In his conclusion, Kracht describes the “last days of freedom” (251)—the difficult, heartbreaking period between the Medicine Lodge Treaty of 1868 and the Red River War of 1874-75—that marks the end of the pre-reservation period. While the author explains the “Kiowa Sun Dance has been defunct for over one hundred twenty-five years and will never be revived” (249) he also states “if the dance were to be revived, the decision would have to be made by the Taime keeper’s family” (248). This qualification is appreciated given it is an acknowledgment that, ultimately, it is the people who will decide for and with their own “wisdom traditions” (Walter Echo-Hawk’s term). Kracht observes that “Today, the [zaide thale, Split Boys] bundles are ready when needed” (194), and “for the sake of protecting the sanctity of Taime, it’s best to let the mystery remain intact” regarding who has the bundle now, indicating the care he has taken with this study.
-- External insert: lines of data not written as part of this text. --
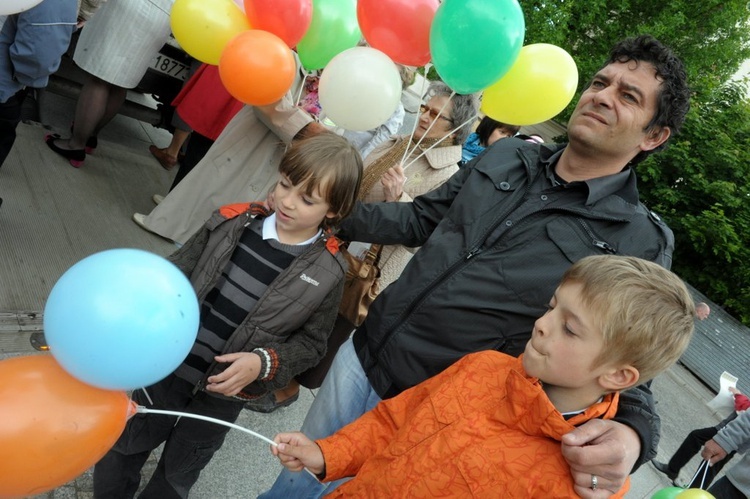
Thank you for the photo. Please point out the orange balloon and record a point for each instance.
(257, 67)
(52, 426)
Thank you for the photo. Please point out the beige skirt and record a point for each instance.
(120, 41)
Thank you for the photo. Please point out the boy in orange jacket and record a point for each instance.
(491, 423)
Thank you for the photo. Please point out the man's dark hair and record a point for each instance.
(673, 101)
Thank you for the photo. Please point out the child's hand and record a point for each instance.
(243, 371)
(296, 451)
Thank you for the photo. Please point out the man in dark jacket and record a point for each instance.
(496, 238)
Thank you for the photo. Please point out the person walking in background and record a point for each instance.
(115, 48)
(269, 285)
(495, 240)
(487, 133)
(734, 437)
(168, 157)
(205, 107)
(241, 164)
(695, 440)
(31, 46)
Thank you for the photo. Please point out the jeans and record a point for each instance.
(345, 395)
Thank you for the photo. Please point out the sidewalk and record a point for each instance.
(54, 215)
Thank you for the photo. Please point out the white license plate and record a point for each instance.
(169, 66)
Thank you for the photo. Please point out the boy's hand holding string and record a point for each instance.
(244, 369)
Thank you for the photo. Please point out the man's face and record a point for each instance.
(613, 112)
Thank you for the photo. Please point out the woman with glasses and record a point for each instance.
(399, 169)
(433, 155)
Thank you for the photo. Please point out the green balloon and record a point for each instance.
(333, 29)
(668, 493)
(475, 42)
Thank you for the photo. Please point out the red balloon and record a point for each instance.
(257, 67)
(287, 19)
(52, 426)
(399, 28)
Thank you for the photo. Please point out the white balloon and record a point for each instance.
(359, 89)
(15, 6)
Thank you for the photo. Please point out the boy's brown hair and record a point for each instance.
(327, 162)
(644, 311)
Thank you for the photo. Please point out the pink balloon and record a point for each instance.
(287, 19)
(398, 28)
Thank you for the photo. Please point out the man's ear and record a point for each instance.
(619, 378)
(655, 138)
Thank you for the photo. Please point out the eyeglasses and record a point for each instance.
(434, 113)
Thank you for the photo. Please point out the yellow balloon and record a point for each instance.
(537, 87)
(203, 27)
(694, 494)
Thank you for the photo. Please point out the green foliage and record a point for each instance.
(699, 184)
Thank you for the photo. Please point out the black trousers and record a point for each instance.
(190, 443)
(10, 117)
(692, 445)
(198, 146)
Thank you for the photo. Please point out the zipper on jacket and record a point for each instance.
(453, 268)
(604, 245)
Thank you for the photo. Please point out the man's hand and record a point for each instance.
(606, 449)
(243, 371)
(713, 452)
(296, 451)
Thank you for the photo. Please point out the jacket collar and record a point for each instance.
(525, 397)
(622, 185)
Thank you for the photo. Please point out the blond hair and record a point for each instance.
(644, 311)
(327, 162)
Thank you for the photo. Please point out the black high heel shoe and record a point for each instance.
(75, 156)
(91, 142)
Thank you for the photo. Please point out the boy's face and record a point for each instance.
(298, 214)
(564, 342)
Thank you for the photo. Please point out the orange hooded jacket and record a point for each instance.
(481, 428)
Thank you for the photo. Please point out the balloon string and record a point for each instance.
(419, 112)
(145, 410)
(432, 123)
(442, 139)
(148, 397)
(301, 88)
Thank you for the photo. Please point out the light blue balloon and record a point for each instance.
(121, 319)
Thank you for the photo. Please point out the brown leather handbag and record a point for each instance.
(361, 284)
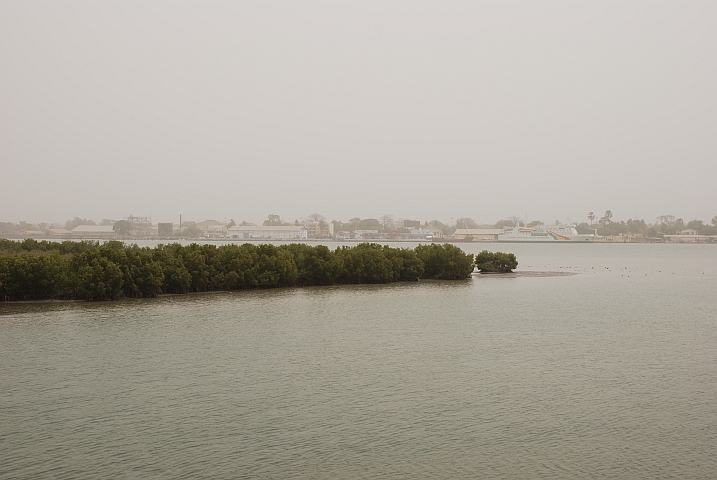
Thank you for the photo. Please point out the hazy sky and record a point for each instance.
(355, 109)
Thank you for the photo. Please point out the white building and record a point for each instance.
(269, 233)
(94, 231)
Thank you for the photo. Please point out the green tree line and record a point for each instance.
(31, 270)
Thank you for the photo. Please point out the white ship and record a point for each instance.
(542, 233)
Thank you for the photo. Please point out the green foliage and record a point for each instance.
(444, 262)
(93, 271)
(498, 262)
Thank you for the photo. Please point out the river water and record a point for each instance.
(593, 361)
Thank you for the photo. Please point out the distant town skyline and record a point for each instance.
(428, 110)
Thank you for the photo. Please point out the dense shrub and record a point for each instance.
(444, 262)
(497, 262)
(91, 271)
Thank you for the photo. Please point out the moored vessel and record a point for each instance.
(541, 233)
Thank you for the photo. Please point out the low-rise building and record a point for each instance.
(94, 231)
(59, 232)
(478, 234)
(216, 231)
(268, 232)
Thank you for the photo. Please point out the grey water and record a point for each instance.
(609, 372)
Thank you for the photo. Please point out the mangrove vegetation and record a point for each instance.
(32, 270)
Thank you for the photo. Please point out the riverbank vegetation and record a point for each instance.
(498, 262)
(32, 270)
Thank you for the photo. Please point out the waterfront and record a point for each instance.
(606, 373)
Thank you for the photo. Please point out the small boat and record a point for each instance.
(467, 239)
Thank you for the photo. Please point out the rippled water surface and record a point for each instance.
(610, 372)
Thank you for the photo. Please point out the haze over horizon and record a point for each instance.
(356, 109)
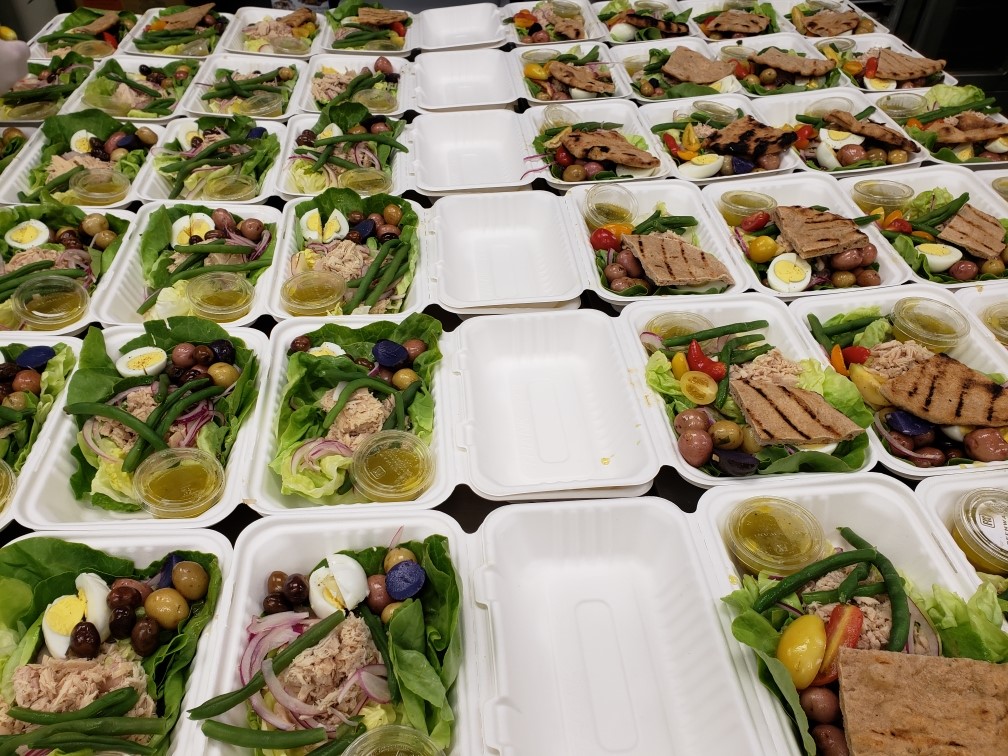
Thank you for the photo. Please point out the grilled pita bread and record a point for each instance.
(975, 231)
(871, 129)
(684, 65)
(787, 414)
(945, 391)
(811, 233)
(608, 145)
(901, 68)
(799, 67)
(960, 706)
(747, 137)
(669, 261)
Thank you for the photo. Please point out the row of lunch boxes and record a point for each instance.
(516, 406)
(587, 627)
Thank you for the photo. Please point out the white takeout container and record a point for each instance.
(782, 333)
(233, 39)
(144, 547)
(876, 507)
(405, 90)
(151, 184)
(574, 425)
(197, 107)
(622, 112)
(16, 173)
(679, 199)
(131, 65)
(129, 47)
(617, 73)
(104, 287)
(127, 288)
(634, 53)
(519, 689)
(957, 179)
(782, 110)
(47, 503)
(37, 454)
(979, 351)
(594, 28)
(805, 191)
(664, 112)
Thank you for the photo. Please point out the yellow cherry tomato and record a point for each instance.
(801, 647)
(763, 249)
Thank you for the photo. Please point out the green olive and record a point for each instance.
(191, 580)
(223, 374)
(166, 607)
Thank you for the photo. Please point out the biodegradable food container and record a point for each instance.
(127, 289)
(665, 111)
(143, 546)
(600, 589)
(46, 501)
(805, 191)
(979, 351)
(782, 333)
(876, 507)
(957, 179)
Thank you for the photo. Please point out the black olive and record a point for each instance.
(85, 640)
(224, 351)
(274, 604)
(295, 589)
(143, 637)
(122, 621)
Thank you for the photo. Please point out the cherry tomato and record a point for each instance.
(604, 239)
(563, 156)
(756, 221)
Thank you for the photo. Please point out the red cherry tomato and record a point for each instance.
(604, 239)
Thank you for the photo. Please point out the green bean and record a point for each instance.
(899, 607)
(262, 739)
(715, 333)
(811, 573)
(94, 408)
(281, 661)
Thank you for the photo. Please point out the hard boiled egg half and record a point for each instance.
(340, 585)
(26, 235)
(788, 273)
(89, 604)
(186, 227)
(939, 256)
(312, 229)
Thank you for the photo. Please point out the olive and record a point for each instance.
(726, 434)
(251, 229)
(103, 239)
(167, 607)
(575, 172)
(191, 580)
(389, 610)
(274, 583)
(395, 555)
(124, 596)
(94, 223)
(204, 355)
(27, 380)
(85, 640)
(378, 597)
(696, 448)
(295, 589)
(691, 419)
(274, 604)
(414, 348)
(121, 622)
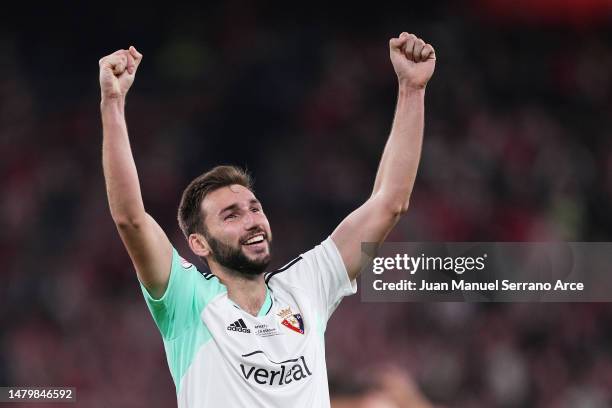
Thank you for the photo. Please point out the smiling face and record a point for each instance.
(236, 230)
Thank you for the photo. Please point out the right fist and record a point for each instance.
(117, 72)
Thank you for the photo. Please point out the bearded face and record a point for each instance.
(246, 261)
(237, 230)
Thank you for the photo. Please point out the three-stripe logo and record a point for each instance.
(239, 326)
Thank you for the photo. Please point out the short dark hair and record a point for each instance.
(190, 217)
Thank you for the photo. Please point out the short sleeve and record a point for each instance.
(186, 295)
(322, 273)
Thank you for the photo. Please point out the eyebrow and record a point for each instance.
(235, 206)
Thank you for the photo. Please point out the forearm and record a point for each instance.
(122, 185)
(400, 160)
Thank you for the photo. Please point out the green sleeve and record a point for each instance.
(185, 298)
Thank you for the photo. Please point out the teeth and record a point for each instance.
(255, 239)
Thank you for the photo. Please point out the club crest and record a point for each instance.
(291, 320)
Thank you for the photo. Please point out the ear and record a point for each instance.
(199, 245)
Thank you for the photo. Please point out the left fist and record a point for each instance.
(413, 60)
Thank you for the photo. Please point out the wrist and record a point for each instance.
(410, 90)
(112, 102)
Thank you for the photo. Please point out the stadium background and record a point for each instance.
(517, 148)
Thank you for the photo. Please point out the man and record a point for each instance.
(237, 337)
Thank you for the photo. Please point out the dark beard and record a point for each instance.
(234, 259)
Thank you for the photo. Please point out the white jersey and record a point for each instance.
(222, 356)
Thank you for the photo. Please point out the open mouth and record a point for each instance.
(257, 239)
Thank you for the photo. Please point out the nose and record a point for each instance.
(248, 220)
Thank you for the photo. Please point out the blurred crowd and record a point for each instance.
(517, 148)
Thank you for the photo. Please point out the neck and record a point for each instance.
(248, 292)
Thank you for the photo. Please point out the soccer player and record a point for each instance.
(236, 336)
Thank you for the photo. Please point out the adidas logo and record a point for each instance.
(239, 326)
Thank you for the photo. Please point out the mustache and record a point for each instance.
(253, 234)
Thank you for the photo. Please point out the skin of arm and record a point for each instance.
(414, 62)
(145, 241)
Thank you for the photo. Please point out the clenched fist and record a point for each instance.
(413, 60)
(117, 72)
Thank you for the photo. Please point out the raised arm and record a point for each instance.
(145, 241)
(414, 62)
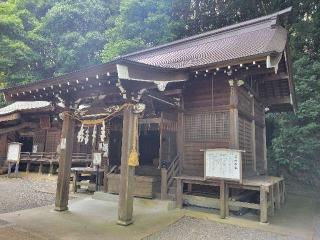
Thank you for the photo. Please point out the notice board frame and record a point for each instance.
(221, 178)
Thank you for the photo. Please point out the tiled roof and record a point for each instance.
(21, 106)
(255, 37)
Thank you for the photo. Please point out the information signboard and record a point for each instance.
(13, 154)
(224, 164)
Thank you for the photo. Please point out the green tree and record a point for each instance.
(18, 58)
(72, 34)
(140, 24)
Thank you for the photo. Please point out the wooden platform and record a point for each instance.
(271, 190)
(52, 159)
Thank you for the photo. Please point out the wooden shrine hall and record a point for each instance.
(171, 109)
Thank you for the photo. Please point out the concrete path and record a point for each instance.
(93, 219)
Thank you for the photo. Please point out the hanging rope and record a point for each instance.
(133, 160)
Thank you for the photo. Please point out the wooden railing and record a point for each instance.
(167, 176)
(52, 158)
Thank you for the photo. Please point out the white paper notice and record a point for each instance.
(223, 164)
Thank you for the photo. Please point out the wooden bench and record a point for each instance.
(86, 173)
(271, 190)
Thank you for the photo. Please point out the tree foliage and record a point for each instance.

In her notes, Alice Marriott wrote, “Fieldnotes are an anthropologist’s investment in the future. Each time they are reviewed, different facts emerge, and differing relationships are established among them” (vxi). Kiowa Belief and Ritual is a work, a storied narrative that opens multiple paths for future researchers who can now go to the Santa Fe fieldnotes from 1935 with specific goals concerning Plains (specifically Kiowa) history and culture(s), Kiowa women’s roles, Kiowa ceremonial aesthetics and practice, the shield societies, indigenous language(s), and possibly, how indigenous languages speak to each other conceptually and precisely to explain humans’ place in a sentient, ordered, reciprocally-relational universe. Kracht has accomplished excellent, dedicated work in providing his assessment of these incredibly important fieldnotes from, it should be recognized, an exceptionally special group of honored elders.
Inés Hernández-Ávila is Professor of Native American Studies at the University of California.